Exploiting a text corpus

The most important method of this type is the exploitation of a corpus of texts produced spontaneously or at least not targeted towards the solution of a particular linguistic (i.e. cognitive-communicative) problem. This method therefore presupposes the recording of a corpus of utterances and texts which represent the various speech situations and genres which are traditional in the society.

Example sentences recorded for the purpose of illustrating the use of a lexical item, and thus typically displayed in the lexical entry of the item in question, are a rich source of grammatical data. For the purpose of extracting the grammatical constructions and formatives they contain, they have almost the status of spontaneous data, as they were not elicited with these grammatical features in mind, but show them by coincidence. If the description of the language comprises both a grammar and a dictionary, these will then share a set of examples, which may be an advantage in itself.

The texts are segmented, the units are identified and classified by the application of methods of substitution and permutation. Major class words are inflected through their various morphological categories in order to establish morphological paradigms, and transformations are applied to sentences in order to establish syntactic paradigms. In this way, the levels, categories, syntagmatic relations and paradigms of structural grammar are established, much as structuralist schools of the first half of the 20th century from L. Bloomfield to Ch. Hockett used to teach.

Collecting roots

If the purpose is to establish the complete inventory of the roots of a language, the following method can under certain conditions achieve it. The main condition is that the phonotactics for roots be relatively simple and regular. Assume the formula for the composition of verb roots is C1VC2. With some simplification, this is actually the case in Colonial Yucatec Maya, where the method was applied (Swadesh et al. 1970). Then one generates the full set of possible verb roots by inserting each consonant of the system in the positions of C1 and C2 and each vowel in the position of V. If the language has 20 consonants and 5 vowels, this produces 20 x 20 x 5 = 2000 possible roots. (If phonotactic constraints are taken into account, they will actually be less.) Now read out each element of the set to a native speaker and ask him what it means. Only a subset, of course, of the possible roots will be actual roots. However, under the conditions stated, the method guarantees a complete inventory of verb roots.
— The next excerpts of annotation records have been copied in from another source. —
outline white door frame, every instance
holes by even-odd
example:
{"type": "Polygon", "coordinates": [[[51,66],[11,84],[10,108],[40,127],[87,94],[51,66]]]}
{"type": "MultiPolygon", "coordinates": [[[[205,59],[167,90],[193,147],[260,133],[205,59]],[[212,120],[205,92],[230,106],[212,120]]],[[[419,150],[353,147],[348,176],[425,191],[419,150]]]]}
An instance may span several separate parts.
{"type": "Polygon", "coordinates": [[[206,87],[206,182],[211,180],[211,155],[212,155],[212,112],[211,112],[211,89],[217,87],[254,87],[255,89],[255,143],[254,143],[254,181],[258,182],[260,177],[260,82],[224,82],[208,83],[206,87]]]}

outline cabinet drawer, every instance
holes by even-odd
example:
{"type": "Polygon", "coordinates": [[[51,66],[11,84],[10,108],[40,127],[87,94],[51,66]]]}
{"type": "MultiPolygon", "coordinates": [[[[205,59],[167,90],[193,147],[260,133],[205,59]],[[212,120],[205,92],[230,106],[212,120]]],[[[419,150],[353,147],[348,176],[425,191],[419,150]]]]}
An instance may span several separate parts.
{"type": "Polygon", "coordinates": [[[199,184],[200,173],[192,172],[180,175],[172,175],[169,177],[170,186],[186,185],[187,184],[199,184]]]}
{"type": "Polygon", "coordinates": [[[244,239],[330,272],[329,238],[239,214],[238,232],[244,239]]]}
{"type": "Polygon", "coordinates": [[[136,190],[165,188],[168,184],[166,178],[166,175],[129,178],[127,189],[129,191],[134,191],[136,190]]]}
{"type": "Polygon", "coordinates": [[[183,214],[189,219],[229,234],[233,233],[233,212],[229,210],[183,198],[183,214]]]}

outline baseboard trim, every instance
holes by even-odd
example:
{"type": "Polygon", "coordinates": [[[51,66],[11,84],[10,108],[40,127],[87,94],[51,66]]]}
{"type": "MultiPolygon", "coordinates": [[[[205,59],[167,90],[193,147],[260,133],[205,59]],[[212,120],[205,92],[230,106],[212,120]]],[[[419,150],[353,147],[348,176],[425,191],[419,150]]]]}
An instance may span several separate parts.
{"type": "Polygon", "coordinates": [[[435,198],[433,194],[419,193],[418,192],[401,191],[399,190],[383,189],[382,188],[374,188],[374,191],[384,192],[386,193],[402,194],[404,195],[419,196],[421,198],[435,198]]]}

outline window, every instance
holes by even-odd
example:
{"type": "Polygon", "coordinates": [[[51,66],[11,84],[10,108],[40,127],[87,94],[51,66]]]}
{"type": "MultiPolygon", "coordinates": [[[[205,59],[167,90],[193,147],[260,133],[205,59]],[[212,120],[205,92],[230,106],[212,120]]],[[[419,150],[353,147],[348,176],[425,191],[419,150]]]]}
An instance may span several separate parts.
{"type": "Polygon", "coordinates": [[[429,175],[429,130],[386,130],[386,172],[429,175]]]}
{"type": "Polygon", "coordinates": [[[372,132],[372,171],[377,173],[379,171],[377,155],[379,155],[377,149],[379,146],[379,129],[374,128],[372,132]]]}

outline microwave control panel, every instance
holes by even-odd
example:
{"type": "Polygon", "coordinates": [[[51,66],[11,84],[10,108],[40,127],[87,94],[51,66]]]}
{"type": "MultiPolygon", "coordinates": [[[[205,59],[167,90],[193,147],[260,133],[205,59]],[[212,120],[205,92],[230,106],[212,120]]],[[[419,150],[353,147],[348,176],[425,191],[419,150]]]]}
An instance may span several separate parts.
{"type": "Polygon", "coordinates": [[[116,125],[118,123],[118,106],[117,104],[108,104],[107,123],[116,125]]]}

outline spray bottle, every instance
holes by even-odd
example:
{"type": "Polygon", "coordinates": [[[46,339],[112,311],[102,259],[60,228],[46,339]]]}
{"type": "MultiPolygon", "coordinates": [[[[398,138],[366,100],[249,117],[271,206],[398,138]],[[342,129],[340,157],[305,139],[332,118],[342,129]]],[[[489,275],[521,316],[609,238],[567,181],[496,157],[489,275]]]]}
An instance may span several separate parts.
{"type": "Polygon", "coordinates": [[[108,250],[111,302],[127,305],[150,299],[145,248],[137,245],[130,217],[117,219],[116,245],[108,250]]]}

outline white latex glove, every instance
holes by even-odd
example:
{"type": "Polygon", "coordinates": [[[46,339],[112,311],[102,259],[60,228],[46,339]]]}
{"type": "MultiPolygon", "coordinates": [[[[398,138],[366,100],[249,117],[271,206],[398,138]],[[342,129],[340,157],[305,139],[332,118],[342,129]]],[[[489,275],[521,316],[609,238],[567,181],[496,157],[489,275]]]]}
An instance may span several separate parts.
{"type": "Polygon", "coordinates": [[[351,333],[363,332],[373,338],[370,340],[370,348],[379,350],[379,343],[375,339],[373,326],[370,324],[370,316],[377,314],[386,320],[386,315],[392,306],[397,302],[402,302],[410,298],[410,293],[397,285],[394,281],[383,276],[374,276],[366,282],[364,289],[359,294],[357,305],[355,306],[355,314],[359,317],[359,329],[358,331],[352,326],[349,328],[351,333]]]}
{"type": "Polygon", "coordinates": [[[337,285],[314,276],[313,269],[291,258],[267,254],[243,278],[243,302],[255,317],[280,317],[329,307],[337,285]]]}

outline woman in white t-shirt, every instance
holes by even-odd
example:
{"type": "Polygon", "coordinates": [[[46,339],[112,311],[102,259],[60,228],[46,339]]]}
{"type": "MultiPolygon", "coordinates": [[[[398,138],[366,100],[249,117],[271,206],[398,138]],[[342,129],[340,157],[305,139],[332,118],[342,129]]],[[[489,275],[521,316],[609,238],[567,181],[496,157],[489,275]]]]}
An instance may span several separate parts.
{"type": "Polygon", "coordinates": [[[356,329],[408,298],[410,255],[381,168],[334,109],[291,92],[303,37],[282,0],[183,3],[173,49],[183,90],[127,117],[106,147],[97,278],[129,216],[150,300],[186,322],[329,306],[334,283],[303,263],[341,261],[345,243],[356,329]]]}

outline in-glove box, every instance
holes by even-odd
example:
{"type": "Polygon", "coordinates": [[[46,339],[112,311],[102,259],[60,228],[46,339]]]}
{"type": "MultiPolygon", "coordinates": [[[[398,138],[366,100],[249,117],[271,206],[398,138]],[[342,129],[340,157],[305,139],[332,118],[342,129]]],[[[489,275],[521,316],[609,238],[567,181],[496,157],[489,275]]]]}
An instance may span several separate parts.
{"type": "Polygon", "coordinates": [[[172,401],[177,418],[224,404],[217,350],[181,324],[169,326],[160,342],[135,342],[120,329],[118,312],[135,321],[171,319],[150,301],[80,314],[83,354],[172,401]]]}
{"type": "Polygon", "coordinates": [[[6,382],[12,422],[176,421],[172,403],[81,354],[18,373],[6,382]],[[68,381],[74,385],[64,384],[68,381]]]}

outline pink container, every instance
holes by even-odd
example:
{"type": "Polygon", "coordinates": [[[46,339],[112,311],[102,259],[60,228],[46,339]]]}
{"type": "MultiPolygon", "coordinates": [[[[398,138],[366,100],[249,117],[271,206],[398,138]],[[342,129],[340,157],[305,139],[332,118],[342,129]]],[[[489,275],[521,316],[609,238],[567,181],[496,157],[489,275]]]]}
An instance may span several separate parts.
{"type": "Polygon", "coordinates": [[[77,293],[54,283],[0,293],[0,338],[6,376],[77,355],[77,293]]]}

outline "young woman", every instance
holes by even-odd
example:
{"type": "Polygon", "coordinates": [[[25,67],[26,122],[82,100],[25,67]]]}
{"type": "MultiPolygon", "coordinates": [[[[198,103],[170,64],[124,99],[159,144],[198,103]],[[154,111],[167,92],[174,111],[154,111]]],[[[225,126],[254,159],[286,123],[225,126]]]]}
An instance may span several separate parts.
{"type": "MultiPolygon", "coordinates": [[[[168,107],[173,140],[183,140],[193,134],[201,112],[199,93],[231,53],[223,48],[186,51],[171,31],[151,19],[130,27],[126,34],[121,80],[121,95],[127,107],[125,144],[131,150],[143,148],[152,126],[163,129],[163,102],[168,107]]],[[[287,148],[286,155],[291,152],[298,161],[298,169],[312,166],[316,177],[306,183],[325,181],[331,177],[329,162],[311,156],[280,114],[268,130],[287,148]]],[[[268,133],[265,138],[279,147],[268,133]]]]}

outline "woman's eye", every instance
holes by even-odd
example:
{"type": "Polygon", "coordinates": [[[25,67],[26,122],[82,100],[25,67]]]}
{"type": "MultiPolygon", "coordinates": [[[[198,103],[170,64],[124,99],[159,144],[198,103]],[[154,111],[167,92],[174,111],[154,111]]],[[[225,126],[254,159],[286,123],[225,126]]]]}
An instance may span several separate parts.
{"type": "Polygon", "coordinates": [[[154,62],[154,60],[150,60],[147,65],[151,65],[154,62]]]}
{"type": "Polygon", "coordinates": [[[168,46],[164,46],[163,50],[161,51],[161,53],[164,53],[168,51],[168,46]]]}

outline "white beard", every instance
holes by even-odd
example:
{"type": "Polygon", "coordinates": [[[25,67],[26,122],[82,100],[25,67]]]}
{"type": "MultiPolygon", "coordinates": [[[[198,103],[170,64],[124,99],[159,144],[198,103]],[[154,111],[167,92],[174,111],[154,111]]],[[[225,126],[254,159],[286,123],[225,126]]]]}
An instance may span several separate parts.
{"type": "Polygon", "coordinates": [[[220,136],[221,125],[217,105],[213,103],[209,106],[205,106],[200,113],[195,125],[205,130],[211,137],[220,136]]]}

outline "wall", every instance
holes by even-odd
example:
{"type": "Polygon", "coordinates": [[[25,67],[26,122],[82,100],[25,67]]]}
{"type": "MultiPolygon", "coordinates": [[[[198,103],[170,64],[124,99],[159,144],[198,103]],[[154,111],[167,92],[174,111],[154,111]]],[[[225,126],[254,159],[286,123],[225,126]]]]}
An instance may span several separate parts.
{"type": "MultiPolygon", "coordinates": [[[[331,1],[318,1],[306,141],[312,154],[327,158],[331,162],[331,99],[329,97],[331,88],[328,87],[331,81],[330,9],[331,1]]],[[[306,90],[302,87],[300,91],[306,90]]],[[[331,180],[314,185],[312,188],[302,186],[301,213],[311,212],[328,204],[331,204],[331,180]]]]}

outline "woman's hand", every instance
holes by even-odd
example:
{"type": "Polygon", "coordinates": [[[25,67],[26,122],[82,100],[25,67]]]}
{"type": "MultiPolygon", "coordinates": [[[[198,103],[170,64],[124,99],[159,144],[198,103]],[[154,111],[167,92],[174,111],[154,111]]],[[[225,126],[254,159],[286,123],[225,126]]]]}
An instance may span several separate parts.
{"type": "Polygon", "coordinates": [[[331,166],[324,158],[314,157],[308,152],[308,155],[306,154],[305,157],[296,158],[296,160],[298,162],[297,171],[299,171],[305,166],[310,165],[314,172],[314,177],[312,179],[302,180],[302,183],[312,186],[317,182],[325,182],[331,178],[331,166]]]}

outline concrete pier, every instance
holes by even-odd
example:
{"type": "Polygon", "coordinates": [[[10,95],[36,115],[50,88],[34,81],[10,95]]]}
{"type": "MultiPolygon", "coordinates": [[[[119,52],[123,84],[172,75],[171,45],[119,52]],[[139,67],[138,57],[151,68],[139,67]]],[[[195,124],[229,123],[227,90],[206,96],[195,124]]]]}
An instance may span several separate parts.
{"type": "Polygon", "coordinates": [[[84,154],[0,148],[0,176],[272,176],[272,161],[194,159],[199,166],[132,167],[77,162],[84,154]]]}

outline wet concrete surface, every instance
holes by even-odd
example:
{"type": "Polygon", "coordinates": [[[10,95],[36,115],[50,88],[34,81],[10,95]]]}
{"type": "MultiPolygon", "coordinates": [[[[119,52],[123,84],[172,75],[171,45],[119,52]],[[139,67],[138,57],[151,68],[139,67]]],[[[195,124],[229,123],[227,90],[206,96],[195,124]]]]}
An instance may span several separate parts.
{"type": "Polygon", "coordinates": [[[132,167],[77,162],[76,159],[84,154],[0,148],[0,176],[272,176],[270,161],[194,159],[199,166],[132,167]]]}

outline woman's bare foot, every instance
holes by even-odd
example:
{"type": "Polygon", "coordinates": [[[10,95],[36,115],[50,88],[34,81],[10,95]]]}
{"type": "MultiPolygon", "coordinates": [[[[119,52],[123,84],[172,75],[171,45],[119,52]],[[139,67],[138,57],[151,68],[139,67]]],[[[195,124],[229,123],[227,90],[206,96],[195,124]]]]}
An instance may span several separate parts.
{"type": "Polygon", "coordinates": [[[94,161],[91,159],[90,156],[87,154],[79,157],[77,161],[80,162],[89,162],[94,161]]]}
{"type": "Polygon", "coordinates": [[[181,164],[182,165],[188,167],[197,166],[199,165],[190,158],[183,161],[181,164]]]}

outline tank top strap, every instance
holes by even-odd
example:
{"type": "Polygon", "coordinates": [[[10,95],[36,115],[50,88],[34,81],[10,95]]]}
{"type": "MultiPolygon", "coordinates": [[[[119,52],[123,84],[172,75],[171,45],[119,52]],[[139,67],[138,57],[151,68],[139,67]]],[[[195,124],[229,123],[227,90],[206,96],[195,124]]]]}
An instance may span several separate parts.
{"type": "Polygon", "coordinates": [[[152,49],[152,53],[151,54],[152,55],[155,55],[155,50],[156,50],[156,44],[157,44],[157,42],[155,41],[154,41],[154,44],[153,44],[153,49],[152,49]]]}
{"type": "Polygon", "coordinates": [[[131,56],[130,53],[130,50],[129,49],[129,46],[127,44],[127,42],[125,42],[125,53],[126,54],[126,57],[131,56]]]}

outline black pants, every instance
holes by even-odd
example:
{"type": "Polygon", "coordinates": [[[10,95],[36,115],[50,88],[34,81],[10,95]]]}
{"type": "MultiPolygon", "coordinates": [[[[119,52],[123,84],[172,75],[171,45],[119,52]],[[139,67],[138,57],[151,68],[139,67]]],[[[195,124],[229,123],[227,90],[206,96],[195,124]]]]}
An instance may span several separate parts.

While the method is – always under the conditions stated – linguistically sound, it has some obvious drawbacks. Apart from the tediousness of the check, the main problem is a morphological one. The method produces bare roots. If it is an isolating language, a native speaker may recognize a root in isolation. Otherwise, the morphology of the language must be very simple and regular so the researcher may generate a standard inflected form on the basis of the invented root and check this. With more complicated morphology, the approach becomes unfeasible.